How could I have missed them? Baron Kurtz (Ernst Deutsch) with his little dog and heavy eyeliner, and Dr. Winkle (“Doctor Vinkle” he corrects the hero unsmilingly) played by Erich Ponto. Winkle’s the straight-acting half of this menage, who gives himself away by his attempts to conceal his more flamboyant partner. “Isn’t that the Baron’s dog?” Holly Martins (Joseph Cotton) asks when he’s visits the doctor to question him about Harry Lime’s death. Winkle denies it, shooing the dog into another room and closing the door. Through a glass pane, light gleams, hinting at an unseen presence. “I have company,” he says, anxious to get rid of the importunate Holly.
Is he wearing a bathrobe in that scene? I don’t remember, but both men make their final appearance in morning-after deshabille, standing next to each other on their wintry balcony while Holly shouts to them from the street. Kurtz is carrying his little dog, and their elegant dressing gowns and carefully knotted foulards are the 1948 equivalent of being caught in flagrante delicto. “Come up!” invites Kurtz, but Holly declines. “I like it out in the open.” What, precisely, is the danger? Is it their involvement in Vienna’s black market penicillin racket, or the more ancient air of corruption and decadence they exude? It hardly matters that the sinister ambiance that hangs over them like a fog resolves itself into an identifiable crime. Gays are criminals and criminals are gay.
In fact, they join a lineup of gay criminals who crowd the margins of the screen in film noir, crime thrillers, and B-movies, a procession of doubly guilty characters who culminate in the over-the-top offensiveness of Mr. Kidd and Mr. Wint, homo assassins in the 1971 James Bond flick Diamonds Are Forever.
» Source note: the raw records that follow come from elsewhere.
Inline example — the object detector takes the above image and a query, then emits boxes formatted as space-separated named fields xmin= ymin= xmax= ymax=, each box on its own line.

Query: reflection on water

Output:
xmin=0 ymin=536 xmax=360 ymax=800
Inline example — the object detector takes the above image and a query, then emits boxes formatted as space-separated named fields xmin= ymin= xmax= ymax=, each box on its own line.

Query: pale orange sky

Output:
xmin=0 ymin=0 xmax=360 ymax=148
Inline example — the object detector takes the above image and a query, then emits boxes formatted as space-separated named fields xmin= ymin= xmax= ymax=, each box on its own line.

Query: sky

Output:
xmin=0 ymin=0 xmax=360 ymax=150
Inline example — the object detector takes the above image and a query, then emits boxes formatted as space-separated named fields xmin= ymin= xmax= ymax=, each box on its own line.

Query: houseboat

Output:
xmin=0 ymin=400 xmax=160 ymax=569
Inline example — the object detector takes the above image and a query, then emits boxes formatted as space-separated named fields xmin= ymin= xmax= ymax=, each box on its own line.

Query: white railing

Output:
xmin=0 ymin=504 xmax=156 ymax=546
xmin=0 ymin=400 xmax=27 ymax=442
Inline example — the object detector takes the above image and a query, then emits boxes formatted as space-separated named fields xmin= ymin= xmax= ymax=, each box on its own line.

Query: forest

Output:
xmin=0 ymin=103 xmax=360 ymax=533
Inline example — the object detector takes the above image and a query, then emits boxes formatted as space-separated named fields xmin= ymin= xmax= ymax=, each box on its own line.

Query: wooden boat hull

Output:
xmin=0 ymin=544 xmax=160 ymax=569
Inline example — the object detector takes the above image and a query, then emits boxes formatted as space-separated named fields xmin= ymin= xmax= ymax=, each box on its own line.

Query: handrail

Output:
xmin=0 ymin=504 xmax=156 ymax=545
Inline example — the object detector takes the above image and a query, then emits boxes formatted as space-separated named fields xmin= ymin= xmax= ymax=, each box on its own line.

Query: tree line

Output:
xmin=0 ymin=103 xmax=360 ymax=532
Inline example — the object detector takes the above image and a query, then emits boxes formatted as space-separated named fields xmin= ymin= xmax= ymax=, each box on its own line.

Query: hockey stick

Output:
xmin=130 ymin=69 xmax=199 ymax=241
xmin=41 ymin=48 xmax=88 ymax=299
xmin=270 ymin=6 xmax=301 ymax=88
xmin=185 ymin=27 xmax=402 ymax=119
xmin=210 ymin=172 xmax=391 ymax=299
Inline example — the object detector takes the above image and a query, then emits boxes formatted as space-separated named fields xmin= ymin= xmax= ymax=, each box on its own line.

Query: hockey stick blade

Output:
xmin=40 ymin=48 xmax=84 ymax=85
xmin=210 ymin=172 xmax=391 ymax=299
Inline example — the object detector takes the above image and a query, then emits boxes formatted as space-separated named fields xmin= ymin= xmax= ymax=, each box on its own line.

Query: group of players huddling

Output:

All those viewings and I never saw them. Probably my unwordliness when I first watched the film (most likely on television in my early teens) persisted like an after-image, blinkering me until last Friday at the Castro. Until then the two men operated on me as I suppose director Carol Reed and author Graham Greene intended — easy cinematic shorthand for evil, a way to offer a whiff of unheimlichkeit without waking up the censor.
Mr. Wint (Bruce Glover) sprays himself with perfume while his partner in murder-for-hire and life, Mr. Kidd (Putter Smith) sits by.